Many young Latinx, African Americans, LGBTQ, Asian Americans are progressives, and they are becoming active, voicing out their concerns, getting civically involved. Which is amazing and a great time to be active. However, these groups have felt like the more powerful progressive movements are diminishing or silencing their efforts instead of wanting to work with them. I do not want to sound crude, and I do not want to dismiss the work that is being done by these progressive movements because it is vital that we work together to accomplish a brighter more progressive and inclusive movement overall. However, I also want to express our communities concerns and part of the problem is this idea that progressive have one ideological thought and when minorities and other groups disagree with a few topics like education, the economy, they are suddenly dismissed and completely removed from the conversation.
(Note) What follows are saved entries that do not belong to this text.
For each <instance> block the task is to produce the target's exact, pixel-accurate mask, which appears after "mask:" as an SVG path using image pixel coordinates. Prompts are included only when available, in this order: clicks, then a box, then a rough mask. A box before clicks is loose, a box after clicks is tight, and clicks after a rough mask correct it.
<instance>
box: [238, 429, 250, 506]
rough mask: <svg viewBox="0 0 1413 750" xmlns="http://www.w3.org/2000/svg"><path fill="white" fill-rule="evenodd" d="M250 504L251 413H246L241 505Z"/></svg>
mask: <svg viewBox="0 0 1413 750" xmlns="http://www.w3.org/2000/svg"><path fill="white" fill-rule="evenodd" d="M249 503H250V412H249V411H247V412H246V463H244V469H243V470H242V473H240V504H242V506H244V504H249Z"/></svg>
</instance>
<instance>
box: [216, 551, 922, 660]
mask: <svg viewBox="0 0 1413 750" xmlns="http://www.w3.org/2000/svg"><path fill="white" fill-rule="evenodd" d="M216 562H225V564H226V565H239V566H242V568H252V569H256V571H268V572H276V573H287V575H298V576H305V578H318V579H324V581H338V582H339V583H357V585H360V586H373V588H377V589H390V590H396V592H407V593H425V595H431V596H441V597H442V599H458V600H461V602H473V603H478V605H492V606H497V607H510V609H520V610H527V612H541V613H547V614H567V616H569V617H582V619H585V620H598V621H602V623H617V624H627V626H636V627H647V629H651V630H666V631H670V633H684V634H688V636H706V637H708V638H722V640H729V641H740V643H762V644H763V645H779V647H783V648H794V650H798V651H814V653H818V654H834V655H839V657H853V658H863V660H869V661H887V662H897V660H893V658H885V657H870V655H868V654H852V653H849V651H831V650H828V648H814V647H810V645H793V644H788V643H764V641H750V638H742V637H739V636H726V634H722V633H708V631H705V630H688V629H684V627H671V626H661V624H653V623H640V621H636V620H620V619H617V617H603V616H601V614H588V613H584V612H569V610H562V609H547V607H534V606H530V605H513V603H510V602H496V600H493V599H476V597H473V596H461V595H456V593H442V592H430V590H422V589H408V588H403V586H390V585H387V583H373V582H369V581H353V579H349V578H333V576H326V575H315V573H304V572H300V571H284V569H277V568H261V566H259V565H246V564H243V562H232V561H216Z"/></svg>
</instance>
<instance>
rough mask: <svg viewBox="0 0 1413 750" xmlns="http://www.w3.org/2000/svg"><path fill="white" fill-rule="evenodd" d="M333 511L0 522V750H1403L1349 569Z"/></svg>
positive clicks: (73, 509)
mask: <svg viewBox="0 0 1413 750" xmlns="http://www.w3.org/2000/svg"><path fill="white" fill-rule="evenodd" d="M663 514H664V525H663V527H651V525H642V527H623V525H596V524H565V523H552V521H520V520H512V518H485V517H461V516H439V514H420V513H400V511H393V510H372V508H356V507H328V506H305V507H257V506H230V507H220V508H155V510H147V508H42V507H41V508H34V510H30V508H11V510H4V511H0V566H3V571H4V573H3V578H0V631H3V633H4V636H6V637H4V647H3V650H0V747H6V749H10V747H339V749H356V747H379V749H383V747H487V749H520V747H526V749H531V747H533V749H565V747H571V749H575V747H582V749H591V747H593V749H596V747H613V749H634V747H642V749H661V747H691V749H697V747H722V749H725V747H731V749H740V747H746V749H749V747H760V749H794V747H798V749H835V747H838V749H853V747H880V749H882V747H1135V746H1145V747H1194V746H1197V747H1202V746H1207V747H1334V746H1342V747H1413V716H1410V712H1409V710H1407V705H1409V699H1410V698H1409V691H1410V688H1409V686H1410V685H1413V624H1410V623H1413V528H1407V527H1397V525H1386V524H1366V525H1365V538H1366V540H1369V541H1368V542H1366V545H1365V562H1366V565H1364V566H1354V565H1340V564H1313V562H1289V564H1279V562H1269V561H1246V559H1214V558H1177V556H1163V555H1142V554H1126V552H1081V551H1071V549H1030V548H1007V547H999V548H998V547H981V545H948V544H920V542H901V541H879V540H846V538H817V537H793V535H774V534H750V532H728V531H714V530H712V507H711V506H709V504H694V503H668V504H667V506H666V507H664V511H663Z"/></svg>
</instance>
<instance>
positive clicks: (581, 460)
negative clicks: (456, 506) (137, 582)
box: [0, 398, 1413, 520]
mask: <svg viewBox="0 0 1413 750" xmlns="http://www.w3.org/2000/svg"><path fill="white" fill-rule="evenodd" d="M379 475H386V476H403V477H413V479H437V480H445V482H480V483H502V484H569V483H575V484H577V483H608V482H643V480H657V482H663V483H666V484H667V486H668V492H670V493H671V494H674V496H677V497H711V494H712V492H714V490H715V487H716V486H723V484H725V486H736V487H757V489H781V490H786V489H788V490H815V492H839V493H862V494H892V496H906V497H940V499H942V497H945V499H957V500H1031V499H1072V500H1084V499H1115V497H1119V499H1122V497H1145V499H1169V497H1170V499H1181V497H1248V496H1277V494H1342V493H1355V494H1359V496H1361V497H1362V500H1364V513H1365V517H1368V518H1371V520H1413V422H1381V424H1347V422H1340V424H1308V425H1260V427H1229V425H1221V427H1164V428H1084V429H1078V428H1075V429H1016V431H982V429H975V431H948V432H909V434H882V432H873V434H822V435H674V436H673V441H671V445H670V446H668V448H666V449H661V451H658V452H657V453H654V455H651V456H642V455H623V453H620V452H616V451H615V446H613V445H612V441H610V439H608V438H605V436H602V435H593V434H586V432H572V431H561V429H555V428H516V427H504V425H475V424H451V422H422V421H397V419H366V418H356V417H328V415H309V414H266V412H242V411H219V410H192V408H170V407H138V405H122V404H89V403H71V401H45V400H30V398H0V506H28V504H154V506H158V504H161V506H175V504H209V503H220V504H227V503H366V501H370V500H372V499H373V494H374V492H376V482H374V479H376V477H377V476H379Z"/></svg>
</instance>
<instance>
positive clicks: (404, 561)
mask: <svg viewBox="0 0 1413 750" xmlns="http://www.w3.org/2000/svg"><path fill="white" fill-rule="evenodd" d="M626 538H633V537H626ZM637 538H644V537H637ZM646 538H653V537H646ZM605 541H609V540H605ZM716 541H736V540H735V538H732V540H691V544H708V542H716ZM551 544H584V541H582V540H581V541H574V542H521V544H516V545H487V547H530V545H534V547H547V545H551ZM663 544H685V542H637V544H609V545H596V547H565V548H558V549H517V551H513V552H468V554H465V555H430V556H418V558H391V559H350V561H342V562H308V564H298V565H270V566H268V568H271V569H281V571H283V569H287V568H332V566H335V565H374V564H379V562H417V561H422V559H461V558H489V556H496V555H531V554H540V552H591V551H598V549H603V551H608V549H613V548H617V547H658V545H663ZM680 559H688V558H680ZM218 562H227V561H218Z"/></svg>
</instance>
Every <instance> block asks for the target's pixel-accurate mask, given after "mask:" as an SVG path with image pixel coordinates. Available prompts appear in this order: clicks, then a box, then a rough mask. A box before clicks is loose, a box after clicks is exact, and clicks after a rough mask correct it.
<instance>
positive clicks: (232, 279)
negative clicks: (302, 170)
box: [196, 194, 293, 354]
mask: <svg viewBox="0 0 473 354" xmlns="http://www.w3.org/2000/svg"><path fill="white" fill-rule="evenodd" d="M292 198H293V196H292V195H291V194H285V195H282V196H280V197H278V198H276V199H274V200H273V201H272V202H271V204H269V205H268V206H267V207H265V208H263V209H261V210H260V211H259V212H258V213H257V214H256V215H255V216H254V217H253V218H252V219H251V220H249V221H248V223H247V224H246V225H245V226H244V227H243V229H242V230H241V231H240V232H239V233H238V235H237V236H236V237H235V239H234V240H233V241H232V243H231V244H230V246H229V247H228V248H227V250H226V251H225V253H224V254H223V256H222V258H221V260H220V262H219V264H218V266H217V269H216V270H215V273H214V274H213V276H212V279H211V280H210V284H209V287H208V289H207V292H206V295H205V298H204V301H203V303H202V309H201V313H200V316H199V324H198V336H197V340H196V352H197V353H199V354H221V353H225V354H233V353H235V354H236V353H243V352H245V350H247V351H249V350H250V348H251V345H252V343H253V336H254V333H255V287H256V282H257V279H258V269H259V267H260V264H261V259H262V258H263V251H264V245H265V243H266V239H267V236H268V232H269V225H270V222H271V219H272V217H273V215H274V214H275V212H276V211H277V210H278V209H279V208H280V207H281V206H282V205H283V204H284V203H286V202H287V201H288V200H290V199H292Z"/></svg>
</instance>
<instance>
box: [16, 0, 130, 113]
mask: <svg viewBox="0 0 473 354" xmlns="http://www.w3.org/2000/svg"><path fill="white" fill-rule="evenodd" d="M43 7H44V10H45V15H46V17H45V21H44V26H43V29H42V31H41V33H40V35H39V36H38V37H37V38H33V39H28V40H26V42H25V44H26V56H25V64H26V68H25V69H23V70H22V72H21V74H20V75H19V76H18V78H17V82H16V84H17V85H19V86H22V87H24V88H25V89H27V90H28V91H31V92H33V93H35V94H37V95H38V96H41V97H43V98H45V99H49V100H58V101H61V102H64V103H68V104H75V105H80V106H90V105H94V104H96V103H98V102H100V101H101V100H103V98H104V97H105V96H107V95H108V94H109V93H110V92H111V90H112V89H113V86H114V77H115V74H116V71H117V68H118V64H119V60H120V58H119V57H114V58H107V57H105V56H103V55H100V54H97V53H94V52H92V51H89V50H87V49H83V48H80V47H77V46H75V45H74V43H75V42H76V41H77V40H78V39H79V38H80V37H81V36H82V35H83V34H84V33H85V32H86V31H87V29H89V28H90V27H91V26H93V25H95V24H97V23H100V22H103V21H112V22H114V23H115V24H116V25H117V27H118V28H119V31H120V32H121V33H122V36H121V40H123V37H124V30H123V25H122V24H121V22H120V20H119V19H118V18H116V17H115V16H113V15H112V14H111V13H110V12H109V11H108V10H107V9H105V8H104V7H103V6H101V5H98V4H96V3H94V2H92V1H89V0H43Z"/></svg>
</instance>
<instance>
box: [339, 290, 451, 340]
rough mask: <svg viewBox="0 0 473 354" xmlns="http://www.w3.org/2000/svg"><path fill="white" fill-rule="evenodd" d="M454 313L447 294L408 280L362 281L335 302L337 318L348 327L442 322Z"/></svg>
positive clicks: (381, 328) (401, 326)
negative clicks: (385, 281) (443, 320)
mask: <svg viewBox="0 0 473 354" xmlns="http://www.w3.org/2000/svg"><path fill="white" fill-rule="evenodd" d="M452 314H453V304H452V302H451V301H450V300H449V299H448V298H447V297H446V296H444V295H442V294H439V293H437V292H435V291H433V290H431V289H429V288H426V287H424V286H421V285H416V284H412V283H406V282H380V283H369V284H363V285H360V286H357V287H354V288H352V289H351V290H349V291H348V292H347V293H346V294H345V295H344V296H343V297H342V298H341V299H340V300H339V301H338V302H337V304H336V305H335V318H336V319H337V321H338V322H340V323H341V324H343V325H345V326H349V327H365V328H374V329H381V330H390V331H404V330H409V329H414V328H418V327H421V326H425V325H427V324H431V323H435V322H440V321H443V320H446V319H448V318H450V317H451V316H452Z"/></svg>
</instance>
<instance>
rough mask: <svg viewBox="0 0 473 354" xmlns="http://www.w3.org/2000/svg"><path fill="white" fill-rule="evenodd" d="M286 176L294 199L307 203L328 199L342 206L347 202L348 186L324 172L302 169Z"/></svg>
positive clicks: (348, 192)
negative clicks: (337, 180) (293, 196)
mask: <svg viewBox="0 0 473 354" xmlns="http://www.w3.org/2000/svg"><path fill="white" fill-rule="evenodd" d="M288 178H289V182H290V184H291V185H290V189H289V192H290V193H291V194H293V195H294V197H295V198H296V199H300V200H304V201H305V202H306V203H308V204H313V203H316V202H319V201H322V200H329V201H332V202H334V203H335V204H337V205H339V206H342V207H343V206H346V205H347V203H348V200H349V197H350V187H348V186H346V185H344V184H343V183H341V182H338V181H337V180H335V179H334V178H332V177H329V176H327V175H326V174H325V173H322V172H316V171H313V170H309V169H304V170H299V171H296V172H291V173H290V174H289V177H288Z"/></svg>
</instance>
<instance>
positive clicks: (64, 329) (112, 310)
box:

These marginalized RIer’s, when they are asking for support, are feeling some pushback pushback by more established groups and it is causing a very divisive atmosphere within the progressive movement. This divisiveness is dangerous to our efforts, because out to different groups and organizations doing similar work. My hope is that these different groups can be open to dialogue and finding common ground to push things through legislatively.
We have heard a lot recently teenage immigrant in Texas that the Trump administration tried to block from having an abortion. What are your thoughts on how the issue of reproductive justice intersects with immigrant rights?
I felt so sad for Jane Doe, for any women regardless of their status, or age to have the government dictate what to do with your body, to strip you of the right of choice is infuriating! I am glad that it went in her favor. Right now DACA is hanging in a thread, I think about how many young women will be impacted, and it gets me nervous. So many undocumented women that are not part of DACA are affected by reproductive oppression all the time, and we are not having that conversation. What are these women’s choices? What are their struggles? Who is currently helping them and how can we contribute? As I mentioned before intersectionality is essential! There is no questioning it, and we need to address it. The questions I asked above will come up again with other issues and other groups.
Reproductive justice will intersect with all groups, immigrant rights, LGBTQ Rights, Disability Rights, you name a group, and it will overlap. My thoughts are that we need to be open-minded and be prepared to have differences of opinions, become involved with their efforts, learn from their experiences, ask for help in understanding their needs. Do not ever assume that you know what they need that is a common mistake.
What do you believe the path forward is for those fighting for reproductive justice, in RI and beyond?
A path forward would be focusing on reproductive oppression. If we focus on this narrow agenda of just abortion and birth control pills, I feel we will not get very far. There is plenty of ways that girls, women and transgender women including women of color and disabled women encounter reproductive oppression: lack of sex education, abstinence programs for the youth, increase of harassment and rape, forced pregnancies, high priced menstrual products that are necessities, forced abortions, legal status and accessibility of health and reproductive services, the right to conceive, bear, and raise children for people with disabilities without fearing they children will be removed. There are some fundamental issues we have for a very long time put on the back burner, but I feel we need to put on the frontline.